Alan Burt Akers

Warrior of Scorpio

Chapter One

Pawn of the Star Lords

“I will stay on Kregen!”

In my nostrils stank the odors of blood and sweat, oiled leather, dust, and my ears rang with the sounds of combat as swords clashed and clanged and pikes pierced mail and crossbow bolts punched into armored men. I could smell and hear, but I could see only an all-encompassing blueness lambent about me, and my gripping fist closed on emptiness where I should be grasping the hilt of my long sword.

“I will not go back to Earth!”

Everything was blue now, roaring and twisting in my head, in my eyes and ears, tumbling me head over heels into a blue nothingness.

“I will stay on Kregen beneath the suns of Scorpio! I will!”

I, Dray Prescot of Earth, screamed it out in my agony and despair. “I will stay on Kregen!”

A wind riffled my hair and I knew that old vosk-skull helmet with its panache of yellow paint had vanished with my long sword.

I was lying flat on my back. The noise of combat flowed away, dwindling. The screams of dying men and wounded sectrixes, the grunt and harshly indrawn breaths of men convulsed with the passions of battle, the clangor and scrape of weapons, all died. And the blue brilliance of light about me wavered and I sensed the inward struggle as obscure forms moved and merged past the edges of my vision. Against my back pressed hard earth — but was it the dirt of Kregen or of Earth?

That last battle against the overlords of Magdag had been violent and emotional and transforming, but any taint of battle-lust or battle-fever in me had been banished at a stroke by the unexpected intervention of the Star Lords.
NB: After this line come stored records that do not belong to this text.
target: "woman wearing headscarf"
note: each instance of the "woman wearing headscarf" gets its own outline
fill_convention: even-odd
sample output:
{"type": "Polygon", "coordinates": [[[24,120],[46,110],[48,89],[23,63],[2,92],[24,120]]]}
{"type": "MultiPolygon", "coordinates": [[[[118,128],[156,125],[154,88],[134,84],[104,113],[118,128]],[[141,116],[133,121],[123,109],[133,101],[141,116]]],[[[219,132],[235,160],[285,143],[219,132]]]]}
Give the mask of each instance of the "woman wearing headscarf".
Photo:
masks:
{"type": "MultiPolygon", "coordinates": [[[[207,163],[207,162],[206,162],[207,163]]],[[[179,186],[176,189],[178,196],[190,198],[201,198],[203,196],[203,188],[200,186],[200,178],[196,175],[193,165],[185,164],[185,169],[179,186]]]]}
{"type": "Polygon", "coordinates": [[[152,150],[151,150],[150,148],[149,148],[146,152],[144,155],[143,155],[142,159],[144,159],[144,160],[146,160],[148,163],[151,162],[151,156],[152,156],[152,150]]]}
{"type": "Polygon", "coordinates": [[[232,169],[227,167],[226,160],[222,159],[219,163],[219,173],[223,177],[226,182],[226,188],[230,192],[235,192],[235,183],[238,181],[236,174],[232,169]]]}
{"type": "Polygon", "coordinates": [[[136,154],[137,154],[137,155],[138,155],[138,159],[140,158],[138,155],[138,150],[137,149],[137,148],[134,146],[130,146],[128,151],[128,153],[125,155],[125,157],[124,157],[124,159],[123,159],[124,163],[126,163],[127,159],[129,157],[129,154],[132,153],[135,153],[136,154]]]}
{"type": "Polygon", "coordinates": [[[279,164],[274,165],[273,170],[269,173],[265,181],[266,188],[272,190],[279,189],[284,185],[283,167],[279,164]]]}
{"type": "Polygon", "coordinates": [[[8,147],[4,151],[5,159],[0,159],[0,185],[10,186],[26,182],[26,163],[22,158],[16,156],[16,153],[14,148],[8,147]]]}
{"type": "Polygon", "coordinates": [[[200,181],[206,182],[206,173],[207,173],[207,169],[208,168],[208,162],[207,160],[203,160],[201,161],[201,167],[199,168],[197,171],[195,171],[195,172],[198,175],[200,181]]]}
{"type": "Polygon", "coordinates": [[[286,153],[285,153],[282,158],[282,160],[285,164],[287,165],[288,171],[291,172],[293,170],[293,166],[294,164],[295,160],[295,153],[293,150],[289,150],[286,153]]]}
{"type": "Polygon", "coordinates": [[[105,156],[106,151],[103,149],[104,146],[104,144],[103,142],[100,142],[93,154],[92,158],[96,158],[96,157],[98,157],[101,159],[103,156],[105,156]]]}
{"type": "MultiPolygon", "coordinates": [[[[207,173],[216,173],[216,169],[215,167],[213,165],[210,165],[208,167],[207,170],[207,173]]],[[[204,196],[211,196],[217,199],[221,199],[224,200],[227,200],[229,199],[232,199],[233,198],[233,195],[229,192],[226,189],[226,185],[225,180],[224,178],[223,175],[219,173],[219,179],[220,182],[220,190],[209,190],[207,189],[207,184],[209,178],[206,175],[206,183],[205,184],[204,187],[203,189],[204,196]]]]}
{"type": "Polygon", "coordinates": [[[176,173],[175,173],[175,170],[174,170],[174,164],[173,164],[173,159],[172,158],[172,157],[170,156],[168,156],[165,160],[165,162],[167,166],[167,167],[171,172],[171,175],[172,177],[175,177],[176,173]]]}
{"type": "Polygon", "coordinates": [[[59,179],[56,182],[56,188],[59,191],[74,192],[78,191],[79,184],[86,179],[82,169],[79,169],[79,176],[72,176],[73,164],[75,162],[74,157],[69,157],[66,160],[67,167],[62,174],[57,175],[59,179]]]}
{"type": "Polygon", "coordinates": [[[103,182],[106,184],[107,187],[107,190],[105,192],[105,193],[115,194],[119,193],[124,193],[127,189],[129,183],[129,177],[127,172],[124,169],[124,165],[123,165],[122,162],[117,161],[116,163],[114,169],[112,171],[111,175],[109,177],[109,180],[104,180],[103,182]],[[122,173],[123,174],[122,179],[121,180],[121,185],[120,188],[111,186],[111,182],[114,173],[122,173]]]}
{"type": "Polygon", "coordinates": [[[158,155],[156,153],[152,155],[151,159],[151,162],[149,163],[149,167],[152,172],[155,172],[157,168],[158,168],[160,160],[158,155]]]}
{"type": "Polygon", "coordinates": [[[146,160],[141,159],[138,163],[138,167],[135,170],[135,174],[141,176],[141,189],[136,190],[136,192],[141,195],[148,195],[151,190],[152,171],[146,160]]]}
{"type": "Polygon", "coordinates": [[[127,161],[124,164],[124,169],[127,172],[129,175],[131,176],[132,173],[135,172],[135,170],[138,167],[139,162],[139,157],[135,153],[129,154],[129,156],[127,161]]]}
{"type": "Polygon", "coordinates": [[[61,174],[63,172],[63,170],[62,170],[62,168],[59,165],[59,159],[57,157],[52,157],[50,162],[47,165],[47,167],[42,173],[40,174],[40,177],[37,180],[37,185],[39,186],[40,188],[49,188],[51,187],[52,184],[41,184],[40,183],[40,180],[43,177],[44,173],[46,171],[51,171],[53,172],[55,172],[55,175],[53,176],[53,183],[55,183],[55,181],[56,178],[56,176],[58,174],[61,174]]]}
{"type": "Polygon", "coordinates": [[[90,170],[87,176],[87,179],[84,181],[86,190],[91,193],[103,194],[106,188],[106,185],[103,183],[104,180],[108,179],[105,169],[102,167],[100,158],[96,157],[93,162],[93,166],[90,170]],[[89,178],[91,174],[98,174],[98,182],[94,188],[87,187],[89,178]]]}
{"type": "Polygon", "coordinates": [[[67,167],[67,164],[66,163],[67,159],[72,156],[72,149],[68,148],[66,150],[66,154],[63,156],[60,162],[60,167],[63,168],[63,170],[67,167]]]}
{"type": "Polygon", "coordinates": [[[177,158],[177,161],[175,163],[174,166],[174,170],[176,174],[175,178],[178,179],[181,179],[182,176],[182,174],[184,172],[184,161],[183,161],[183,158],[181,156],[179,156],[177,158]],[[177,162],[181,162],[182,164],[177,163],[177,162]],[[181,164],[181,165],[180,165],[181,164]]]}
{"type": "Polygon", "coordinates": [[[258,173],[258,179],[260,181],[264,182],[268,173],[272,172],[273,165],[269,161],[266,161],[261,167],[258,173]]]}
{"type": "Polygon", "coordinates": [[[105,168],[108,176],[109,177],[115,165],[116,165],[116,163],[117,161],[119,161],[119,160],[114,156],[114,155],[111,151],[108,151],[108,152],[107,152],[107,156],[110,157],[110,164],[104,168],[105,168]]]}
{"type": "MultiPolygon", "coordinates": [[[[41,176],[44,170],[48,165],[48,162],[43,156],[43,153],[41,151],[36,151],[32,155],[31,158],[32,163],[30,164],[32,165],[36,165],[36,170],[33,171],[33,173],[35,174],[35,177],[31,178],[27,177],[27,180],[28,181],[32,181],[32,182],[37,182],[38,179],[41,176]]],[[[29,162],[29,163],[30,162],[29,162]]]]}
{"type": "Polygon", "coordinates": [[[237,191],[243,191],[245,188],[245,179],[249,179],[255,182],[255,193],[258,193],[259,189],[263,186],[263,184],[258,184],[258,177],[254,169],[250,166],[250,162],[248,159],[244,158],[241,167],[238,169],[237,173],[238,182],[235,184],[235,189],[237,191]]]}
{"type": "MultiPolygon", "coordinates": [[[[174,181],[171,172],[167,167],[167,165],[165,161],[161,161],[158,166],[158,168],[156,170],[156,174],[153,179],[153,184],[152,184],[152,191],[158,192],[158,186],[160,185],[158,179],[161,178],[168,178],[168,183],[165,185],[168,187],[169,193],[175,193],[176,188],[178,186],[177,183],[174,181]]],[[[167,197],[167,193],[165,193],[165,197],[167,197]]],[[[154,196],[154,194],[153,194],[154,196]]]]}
I have, I confess, sometimes been overwhelmed by the lustof battle, not often, and have little time for those who prate of that red curtain that falls before their eyes and to whose existence they point as an excuse for actions of the most barbarous and savage kind. Oh, yes, the scarlet curtain before the eyes exists, but it is capable of manipulation by those whose humanity has not been destroyed. You who listen to these tapes spinning through their little cassettes will know how often I have succumbed, to my shame, to that red-roaring tide of exultant conflict. So it was that as I sat up on that hard-packed ground the blood-lust of battle had cleared from my mind. But the fever of instant action still gripped my body. As I sat up, then, expecting I knew not what, a vast odiferous mass of squelchy straw laid me flat down on my back again. Dung and straw smothered me. Spitting out a mouthful of vile-tasting straw I sat up, blinking, trying to see, vaguely making out a barn door black in the light as the blueness faded, and — smack down again I went as another heaping forkful of straw-laced manure slapped me across the face. I spat. I blinked. I cursed. With a roar of fury generated as much by indignation and a sense of the ludicrous as much by anger I leaped to my feet.

This time I could dodge the flying forkful of dungy straw.

Thoroughly annoyed, I started for the barn door. As I expected, I was completely naked. The Star Lords had snatched me from Magdag; where they had deposited me I did not know — but I had urgent problems before finding out, problems to do with people who threw dungy straw into my face. A voice shouted something I didn’t recognize, but even in the midst of intending to deal with dung-hurlers I took comfort from the conviction that the language was not of Earth. It had that ring peculiar to the languages of Kregen, and I felt a surge of thanksgiving. A man stepped out of the barn door.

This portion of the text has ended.